Structured versus Usual Practice in Educating Patients with Knee OA (The ARTIST Study)

One of the recommendations in the local clinical practice guidelines for knee OA is that there is insufficient evidence to recommend structured arthritis self-management programs over the usual clinical practice (consisting of physician advise and reading materials). This is contrary to what the American College of Rheumatology (ACR) suggests in its 2000 Guidelines for Knee OA where the Arthritis Foundation Self-Management Program was specifically identified. The local guidelines were first presented in the February 2009 Philippine Rheumatology Association Annual Meeting in Davao City.

Now, I’m adding to the muddle by discussing the ARTIST study published in the British Medical Journal in 2009. Not that I’m contradicting the local guidelines but maybe there is a role for some structure in the way we do things.

PATIENTS – Out-patients aged 45-75 years who were consulting a rheumatologist who were (1) diagnosed with OA based ACR Clinical and Radiographic Definition, (2) experiencing knee pain rated 30-70 mm on a numerical scale, (3) necessitating treatment with NSAIDs, (4) had a BMI >25 and <35 and (5) able to understand and speak French (the study was done in France). 154 allocated to experimental/ standardized consultation vs 182 to control/ usual care.

INTERVENTION – Goal-oriented visits as follows:

Visit 1 (Day 0) – Education and advise related to OA and its treatment
Visit 2 (Day 15) – Discussion on joint protection and the need for exercise. Doctors proposed an exercise regimen consisting of three 30-minute sessions a week progressed to three 60-minute sessions a week of either rapid walking or cycling depending on patient preference.
Visit 3 (Day 30) – Discussion on body weight and its influence on knee OA. Doctors would propose a strategy for losing or maintaining weight. The doctors should also implement the US NIH evidence based guidelines for the management of obesity.

OUTCOME – Evaluations at Baseline, Days 15, 30, 120 (Short Term) and 12 months (Long Term) – weight, time spent on physical exercises, pain, physical function subscale of WOMAC, global disease activity and SF-12 score.

METHODOLOGY – Open cluster randomized controlled trial


  1. Were all groups similar at baseline – NO. Patients in the experimental group were heavier and had a longer delay from symptom onset to consultation.
  2. Were the patients blinded – NO
  3. Were the physicians blinded – NO
  4. Were outcome assessors blinded – NO
  5. Were groups treated similarly (aside from intervention) – NO. More patients in the usual care group were advised to go on a diet, consulted a dietitian, underwent exercise at home, physiotherapy, and using knee orthoses and insoles. All these would have tilted outcomes in favor of the usual care group. Also, more patients in the control group were using analgesics.

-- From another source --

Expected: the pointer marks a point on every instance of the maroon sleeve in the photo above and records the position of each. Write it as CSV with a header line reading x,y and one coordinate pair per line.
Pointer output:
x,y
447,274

  6. Was there allocation concealment – YES
  7. Was there intention to treat analysis – YES


At 4 months, patients in the standardized consultation group had greater weight loss and spent more time adhering to physical exercises. There was a difference also in the patients’ level of pain and global assessment of disease activity. The changes in secondary endpoints were sustained at 12 months.

CONCLUSION – A structured consultation program for patients with knee OA resulted in short term improvements in weight loss and time spent on physical activity at four months and sustained improvement in pain and global assessment of disease activity at four and twelve months.


Ravaud P, Flipo RM, Boutron I, et al. ARTIST (Osteoarthritis Intervention Standardized) study of standardized consultation versus  usual care for patients with OA of the knee in primary care in France. BMJ 2009; 338: b421.


Author: Sids Manahan MD 🇵🇭

Rheumatology. Internal Medicine. Educating Patients and Colleagues. Curating Rheumatology. Bloggero-Wanabe.